読書の愉楽

本の紹介を中心にいろいろ書いております。

佐藤究「Ank : a mirroring ape」

 

Ank : a mirroring ape (講談社文庫)

 おかげさまで、読了しました。かなり話題になった本だったので、かなりおもしろいんだろうと思っていたら、これがまったく気に入らなかった。地元の京都が舞台ということで「黒い家」を読んだ時と同じくらいテンション上がってたんだけど、これがダメだった。

 京都で暴動が起きる。日本人、外国人あわせて三万人以上の死者が出る。大惨事だ。しかも、この暴動に関わった人々はみなリミッターの外れた機械のように自身が負う負傷や痛みをまったく無視した暴走をみせ、お互い殺し合うのである。そのさまは、まるで原始の猛獣のよう。さらに驚くことに、この暴動は時間の経過とともに様々な場所で突発的に起こるのだが、それぞれの暴動はおよそ八分少しでスイッチが切れたようにおさまるのである。

 問題は、これの原因が何なのか?ということ。どういう原理で起こるのか?それと並行して描かれるのが、この暴動以前の出来事。AI業界で突出した成果を出し巨万の富を得たダニエル・キュイ。しかし、彼はあっさりと引退し霊長類の研究施設を京都に創設する。そのKMWP(京都ムーンウォッチャーズ・プロジェクト)という施設の所長に抜擢された鈴木望を主人公に物語は描かれる。

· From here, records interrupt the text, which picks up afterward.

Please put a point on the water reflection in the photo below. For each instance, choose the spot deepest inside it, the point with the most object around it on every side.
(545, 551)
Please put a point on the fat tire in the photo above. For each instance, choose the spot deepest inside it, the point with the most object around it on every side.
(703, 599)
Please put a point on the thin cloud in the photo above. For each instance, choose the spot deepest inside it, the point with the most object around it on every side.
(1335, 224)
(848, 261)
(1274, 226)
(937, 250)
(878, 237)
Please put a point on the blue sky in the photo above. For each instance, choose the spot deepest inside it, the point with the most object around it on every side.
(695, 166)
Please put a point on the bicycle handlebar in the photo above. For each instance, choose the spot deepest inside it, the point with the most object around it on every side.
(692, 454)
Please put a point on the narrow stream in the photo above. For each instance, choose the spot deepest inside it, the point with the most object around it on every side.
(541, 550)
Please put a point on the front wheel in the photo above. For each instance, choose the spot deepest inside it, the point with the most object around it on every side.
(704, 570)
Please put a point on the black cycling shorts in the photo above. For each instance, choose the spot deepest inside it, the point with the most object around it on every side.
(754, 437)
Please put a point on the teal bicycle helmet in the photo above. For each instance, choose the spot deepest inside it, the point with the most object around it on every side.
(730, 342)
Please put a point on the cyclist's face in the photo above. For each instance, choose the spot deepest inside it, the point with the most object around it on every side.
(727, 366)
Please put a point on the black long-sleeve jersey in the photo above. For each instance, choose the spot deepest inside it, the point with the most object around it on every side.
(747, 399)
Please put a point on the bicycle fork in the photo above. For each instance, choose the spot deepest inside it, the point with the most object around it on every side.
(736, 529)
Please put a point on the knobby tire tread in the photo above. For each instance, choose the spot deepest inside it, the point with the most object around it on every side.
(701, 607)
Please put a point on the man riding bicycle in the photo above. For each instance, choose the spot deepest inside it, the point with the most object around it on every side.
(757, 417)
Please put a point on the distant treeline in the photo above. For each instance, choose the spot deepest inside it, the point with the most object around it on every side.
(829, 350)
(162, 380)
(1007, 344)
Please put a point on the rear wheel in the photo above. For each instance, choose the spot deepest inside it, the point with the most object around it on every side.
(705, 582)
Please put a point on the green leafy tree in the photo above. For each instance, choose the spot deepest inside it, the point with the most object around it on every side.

 さて、ここまでがバラしてもいい範囲でのバックグラウンド。で、いったい何が起こったのか?という大きな謎の解明がはじまるわけなのだが、これは、進化の歴史に大きく関わってくる問題となる。類人猿と人間を隔てたものとは?現在のこのような結果を招いた要因とは何なのか?そのヒントは、タイトルにもあるのだが、正直この部分は、あまりパッとしなかった。大いに納得できるし、説得力バツグンなんだけど、揺さぶられる感動がなかった。そこで、評価がグンと下がった。でも、最新作の「テスカトリポカ」は、読もうと思っております。